There is abundant geological evidence for large volumes of liquid water having formed fluvial features and hydrated minerals early in Mars’ history, approximating a ~100–1500 global equivalent layer (GEL) in meters. Today, most water is stored in the polar cap or subsurface ice and amounts to only 20-40 m GEL of water. Previous studies have suggested that Mars may have experienced significant water loss due to exospheric escape processes. As the atmosphere at 4.1 Ga had a D/H composition of 2-4 x SMOW (standard mean ocean water) and now has a composition of 5-10 x SMOW, it is clear that the Martian atmosphere has been fractionated significantly. However, measured and modeled current H atmospheric escape fluxes alone cannot fractionate a large water reservoir to present-day D/H >5 × SMOW.
To resolve these discrepancies, we developed a comprehensive water budget and D/H model that integrates all major water sinks and sources, including crustal hydration and volcanic degassing, which had not been considered by previous studies. We modelled possible past escape fluxes independently using KINETICS that permitted a range of ~1025–5×1029 H/s, 0.1–1000× the present-day escape flux. The D/H of the water inventory increases rapidly through the Noachian in all possible simulations due to the combination of quickly diminished reservoir size through crustal hydration and fractionation by atmospheric escape. By contrast, the D/H evolution during the Hesperian is relatively unconstrained because models with low total volcanic outgassing (10-20 m GEL) result in D/H increases while models with high outgassing (60-120 m GEL) result in D/H decreasing or staying approximately constant.

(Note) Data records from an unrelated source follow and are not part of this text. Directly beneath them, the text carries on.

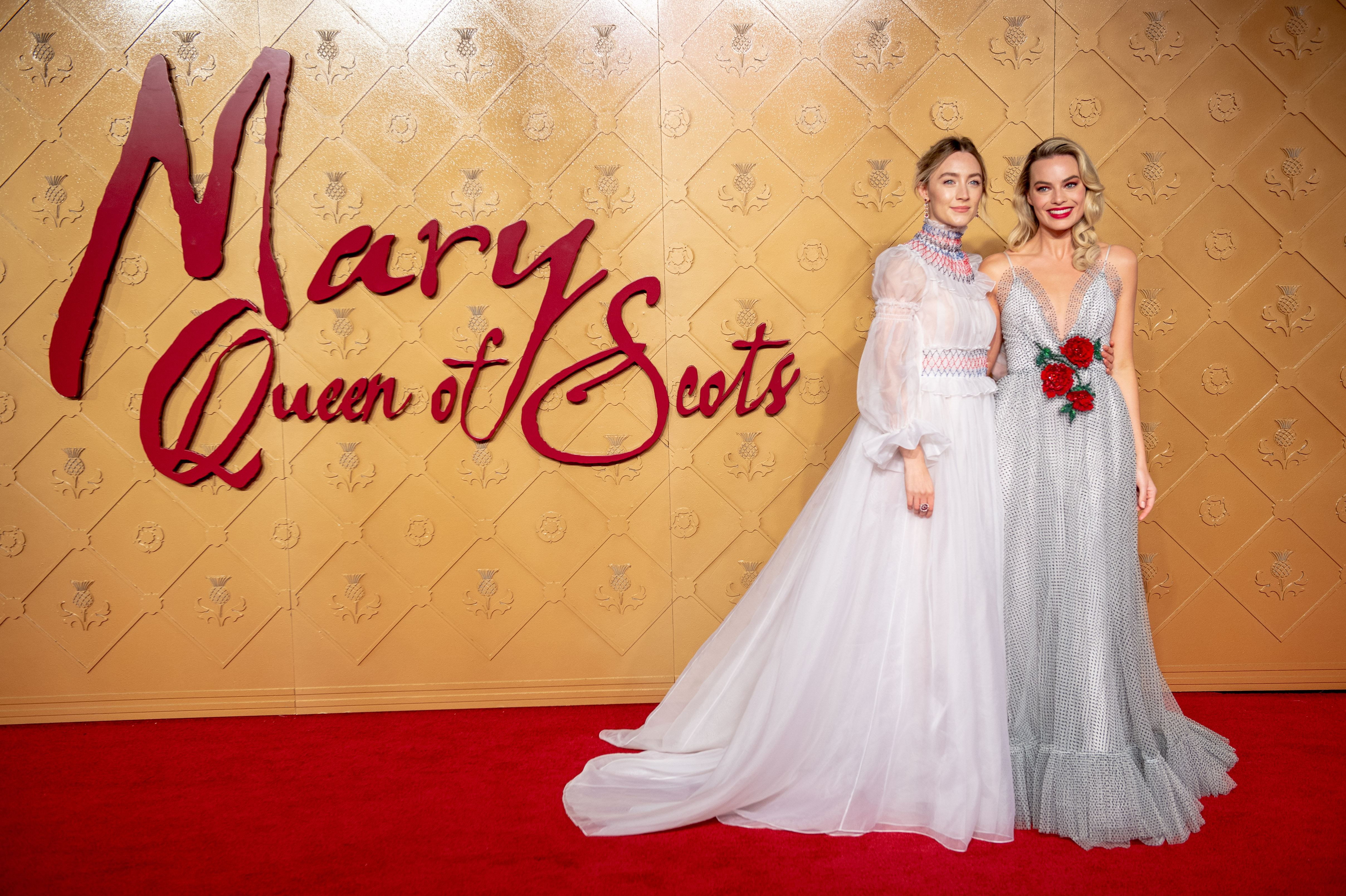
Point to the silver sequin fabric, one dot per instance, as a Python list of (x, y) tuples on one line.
[(1101, 753)]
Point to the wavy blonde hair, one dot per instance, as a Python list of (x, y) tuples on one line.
[(1083, 235), (940, 151)]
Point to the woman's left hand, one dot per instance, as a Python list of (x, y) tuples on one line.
[(1145, 490)]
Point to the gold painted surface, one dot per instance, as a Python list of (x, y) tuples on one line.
[(753, 155)]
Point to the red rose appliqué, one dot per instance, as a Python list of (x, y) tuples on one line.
[(1079, 352), (1057, 380)]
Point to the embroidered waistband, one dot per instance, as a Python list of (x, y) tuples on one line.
[(954, 362)]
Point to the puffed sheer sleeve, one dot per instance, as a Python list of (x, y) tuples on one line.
[(889, 387)]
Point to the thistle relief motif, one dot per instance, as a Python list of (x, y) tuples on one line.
[(1281, 583), (749, 461), (75, 482), (606, 198), (1086, 109), (349, 474), (1150, 309), (150, 537), (1221, 244), (53, 205), (52, 68), (605, 59), (617, 474), (1217, 379), (329, 65), (812, 255), (741, 59), (284, 533), (1003, 190), (812, 118), (190, 69), (1297, 30), (13, 541), (599, 334), (873, 192), (551, 527), (686, 523), (1153, 176), (472, 205), (342, 340), (874, 52), (480, 473), (621, 598), (465, 59), (743, 185), (813, 391), (679, 257), (488, 601), (1281, 449), (352, 603), (221, 606), (745, 322), (1224, 106), (421, 530), (1011, 50), (1154, 590), (947, 114), (1215, 512), (1282, 317), (81, 613), (737, 590), (1155, 45), (1294, 173), (337, 202), (1157, 459)]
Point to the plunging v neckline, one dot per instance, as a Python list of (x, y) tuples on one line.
[(1046, 307)]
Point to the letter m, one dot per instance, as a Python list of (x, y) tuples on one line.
[(157, 134)]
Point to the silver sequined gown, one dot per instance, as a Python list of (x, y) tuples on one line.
[(1101, 753)]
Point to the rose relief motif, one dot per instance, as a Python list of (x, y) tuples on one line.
[(1217, 379), (421, 530), (284, 533), (1086, 109), (551, 527), (52, 68), (947, 114), (150, 537), (1215, 512), (686, 523), (13, 541), (874, 52), (1221, 244)]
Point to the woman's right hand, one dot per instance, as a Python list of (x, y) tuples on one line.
[(920, 486)]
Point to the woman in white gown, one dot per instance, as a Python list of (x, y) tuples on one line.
[(861, 683)]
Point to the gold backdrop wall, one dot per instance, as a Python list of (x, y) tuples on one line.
[(756, 157)]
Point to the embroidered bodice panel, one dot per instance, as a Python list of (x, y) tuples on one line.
[(1029, 319)]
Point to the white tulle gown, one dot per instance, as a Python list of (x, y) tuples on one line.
[(861, 683)]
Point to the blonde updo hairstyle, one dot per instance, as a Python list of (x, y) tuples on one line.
[(935, 157), (1083, 235)]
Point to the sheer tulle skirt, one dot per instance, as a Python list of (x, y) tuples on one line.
[(859, 685)]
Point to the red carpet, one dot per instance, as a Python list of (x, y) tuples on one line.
[(469, 802)]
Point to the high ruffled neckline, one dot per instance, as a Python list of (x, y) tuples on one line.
[(941, 247)]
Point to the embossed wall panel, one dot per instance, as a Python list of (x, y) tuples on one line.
[(753, 155)]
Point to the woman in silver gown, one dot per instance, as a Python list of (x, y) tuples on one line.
[(1101, 753)]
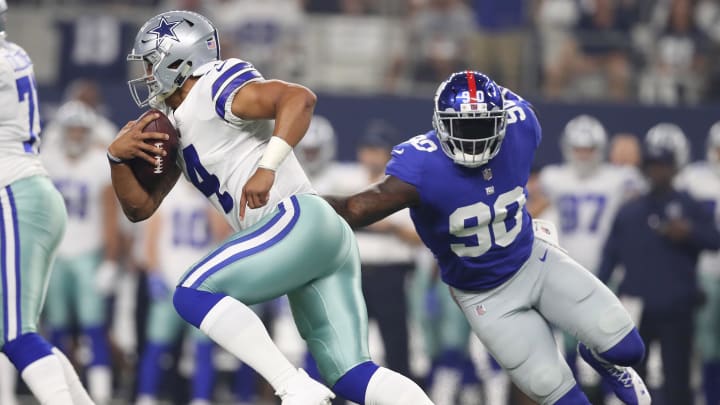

Simulations from this model reproduce early Noachian water reservoir volumes of 100-1500 m global layers, simultaneously compatible with geologic estimates of water, protoatmospheric water volumes, estimates of loss rates, and observed D/H evolution. Water availability decreased 40-95% over the Noachian (~4.1–3.7 Ga), while Amazonian (<1.5-3.0 Ga) water availability was similar to today. The majority of simulations are compatible with a 100-150 m GEL Hesperian ocean, while only endmember simulations are compatible with a 550 m GEL Noachian ocean. Between 30-99% of Martian water was to lost not to space, but to crustal hydration, highlighting irreversible chemical weathering’s crucial role in increasing aridity and reducing long-term habitability of terrestrial planets.